Dystopie mit spannenden Perspektiven!
Echoes of Ashes and Rain - Die PerfektenSchreibstil:
Die Autorin hatte mich direkt ab den ersten Seiten, denn mit Rain präsentiert sie eine Protagonistin, die super schön erfrischend ist und einfach immer in Handlungen denkt. So war der Schreibstil ...
Schreibstil:
Die Autorin hatte mich direkt ab den ersten Seiten, denn mit Rain präsentiert sie eine Protagonistin, die super schön erfrischend ist und einfach immer in Handlungen denkt. So war der Schreibstil wach und überlegt, gleichzeitig aber auch gut voranschreitend und dadurch mitziehend. Was ich manchmal etwas schade fand, war, dass es auch leicht ins Technische schwappte. Vielleicht ist technisch auch das falsche Wort, aber die Gefühle kamen einfach nicht ganz so vielschichtig und tiefgreifend rüber. Dafür nutzte die Autorin eher immer Beschreibungen und Formulierungen, die die Beziehung oder die Emotionen als feststehend darstellten.
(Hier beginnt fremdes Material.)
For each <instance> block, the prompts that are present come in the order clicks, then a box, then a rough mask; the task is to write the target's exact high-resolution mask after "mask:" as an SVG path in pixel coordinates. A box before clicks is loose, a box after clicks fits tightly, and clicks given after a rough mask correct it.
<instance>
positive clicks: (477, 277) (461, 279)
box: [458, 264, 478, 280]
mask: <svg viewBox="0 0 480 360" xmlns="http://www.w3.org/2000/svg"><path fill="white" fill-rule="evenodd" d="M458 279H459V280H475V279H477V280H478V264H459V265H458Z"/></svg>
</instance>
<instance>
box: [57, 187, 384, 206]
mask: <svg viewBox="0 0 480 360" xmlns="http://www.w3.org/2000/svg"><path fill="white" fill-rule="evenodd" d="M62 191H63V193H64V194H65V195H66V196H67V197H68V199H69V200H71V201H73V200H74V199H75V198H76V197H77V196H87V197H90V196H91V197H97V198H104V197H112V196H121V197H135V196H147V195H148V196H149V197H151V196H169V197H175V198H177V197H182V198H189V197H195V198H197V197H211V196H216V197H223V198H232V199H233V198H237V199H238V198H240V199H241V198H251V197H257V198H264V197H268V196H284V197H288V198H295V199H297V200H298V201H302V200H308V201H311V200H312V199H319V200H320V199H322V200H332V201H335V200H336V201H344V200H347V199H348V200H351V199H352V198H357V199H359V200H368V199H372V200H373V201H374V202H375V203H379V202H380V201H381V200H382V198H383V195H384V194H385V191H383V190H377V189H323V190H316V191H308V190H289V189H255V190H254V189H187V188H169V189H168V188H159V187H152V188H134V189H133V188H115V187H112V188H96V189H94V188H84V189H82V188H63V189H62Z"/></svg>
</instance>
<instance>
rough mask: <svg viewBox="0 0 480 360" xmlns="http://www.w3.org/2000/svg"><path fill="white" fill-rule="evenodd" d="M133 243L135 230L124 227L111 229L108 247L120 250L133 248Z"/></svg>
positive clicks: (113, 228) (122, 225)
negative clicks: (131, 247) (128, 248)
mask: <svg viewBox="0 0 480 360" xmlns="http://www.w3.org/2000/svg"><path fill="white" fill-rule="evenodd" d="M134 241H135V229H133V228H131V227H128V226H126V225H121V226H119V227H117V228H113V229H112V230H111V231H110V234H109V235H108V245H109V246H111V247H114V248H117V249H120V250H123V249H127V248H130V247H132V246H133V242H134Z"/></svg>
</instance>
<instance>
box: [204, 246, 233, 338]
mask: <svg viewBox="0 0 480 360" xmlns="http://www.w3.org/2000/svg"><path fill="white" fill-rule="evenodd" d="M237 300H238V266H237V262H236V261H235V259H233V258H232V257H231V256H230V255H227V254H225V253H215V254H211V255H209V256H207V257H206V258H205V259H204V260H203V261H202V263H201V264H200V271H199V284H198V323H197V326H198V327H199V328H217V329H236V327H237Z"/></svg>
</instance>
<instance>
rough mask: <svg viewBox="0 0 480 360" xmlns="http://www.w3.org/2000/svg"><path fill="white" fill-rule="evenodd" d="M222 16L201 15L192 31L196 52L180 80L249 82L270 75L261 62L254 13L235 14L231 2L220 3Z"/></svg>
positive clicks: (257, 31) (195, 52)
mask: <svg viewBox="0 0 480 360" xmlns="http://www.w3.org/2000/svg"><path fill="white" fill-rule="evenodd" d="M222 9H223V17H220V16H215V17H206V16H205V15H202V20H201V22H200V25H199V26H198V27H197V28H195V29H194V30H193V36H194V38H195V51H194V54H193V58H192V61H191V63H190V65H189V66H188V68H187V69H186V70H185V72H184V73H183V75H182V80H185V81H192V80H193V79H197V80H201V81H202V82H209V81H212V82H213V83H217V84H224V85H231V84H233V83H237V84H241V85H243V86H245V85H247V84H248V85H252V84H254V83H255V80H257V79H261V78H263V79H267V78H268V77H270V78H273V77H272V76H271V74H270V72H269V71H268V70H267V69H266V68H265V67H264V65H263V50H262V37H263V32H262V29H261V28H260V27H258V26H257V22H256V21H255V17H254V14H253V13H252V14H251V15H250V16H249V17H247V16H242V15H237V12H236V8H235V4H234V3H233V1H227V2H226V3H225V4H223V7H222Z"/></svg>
Die Geschichte – Von der Gesetzlosen zur Kämpferin für die Unterdrückten
Ja, das klingt jetzt irgendwie ein bisschen nach Jeanne d’Arc und tatsächlich hat mich Rain ein wenig an sie erinnert, denn Rain ist ein unheimlich altruistischer Mensch. Gleichzeitig ist sie aber auch noch eine Jugendliche. Lark und sie, aus deren Perspektiven die Geschichte erzählt wird, sind gerade mal siebzehn und haben dafür schon ziemlich viel Verantwortung zu tragen. Es geht darum, an die Zukunft zu denken, die Familie zu versorgen und täglich das eigene Leben zu verteidigen.
Das alles spielt in einer erzählten Welt, die ich sehr gut aufgebaut fand, auch wenn ich etwas brauchte, um hinter so manche Geheimnisse bzw. Mechanismen zu kommen. Einiges wurde einfach etwas spät aufgelöst, anderes ein wenig als zu selbstverständlich dargestellt. Größere Dinge allerdings wurden bewusst so konzipiert, denn auch Rain und Lark stellen sich Fragen und beginnen, Nachforschungen anzustellen.
Alles in allem müsst ihr sie euch ein wenig wie eine Mischung aus „Die Bestimmung“ und „Panem“ vorstellen, mit unterdrückten und arbeitenden Bürgern, mit der Creme de la Creme, die gar nicht so richtig wissen, was sie mit ihrer Zeit anfangen sollen und mit den Rebellen dazwischen. Und natürlich mit den Ghosts. Eine spannende Konstellation die auch politisch für viel Tiefe in der Story sorgt und gute Überlegungen zulässt. Ich mochte es sehr, in diese Welt abzutauchen und durch Rains Augen immer mehr zu entdecken, während Lark dafür tiefer und tiefer in die Hintergründe all dessen eindringt.
Rain und Lark – zwischen Verrat und Vertrauen, Asche und Gold
Rain mochte ich unheimlich gerne. Sie ist eine Protagonistin, die perfekt für ein solches Jugendbuch ist: wach, intelligent, aufopferungsvoll und mutig. Dazu erkennt man aber auch schnell ihre Schwäche: ihre Familie. Und ist das nicht vollkommen natürlich, wenn man noch so jung ist? Vor allem aber ist es menschlich und ich mochte es sehr, wie Rain in all dem Trubel nie vergaß, wer immer für sie da war und trotz Verrat aber auch bereit ist, neuen Bekannten Vertrauen zu schenken, ohne naiv zu sein. Ich habe gerne aus ihrer Perspektive gelesen, vor allem dann, wenn sie mit beinahe kindlichem Eifer an eine Sache herangetreten ist, Pläne geschmiedet hat und die Probleme ihrer Welt mit wenigen Sätzen zu fassen bekam.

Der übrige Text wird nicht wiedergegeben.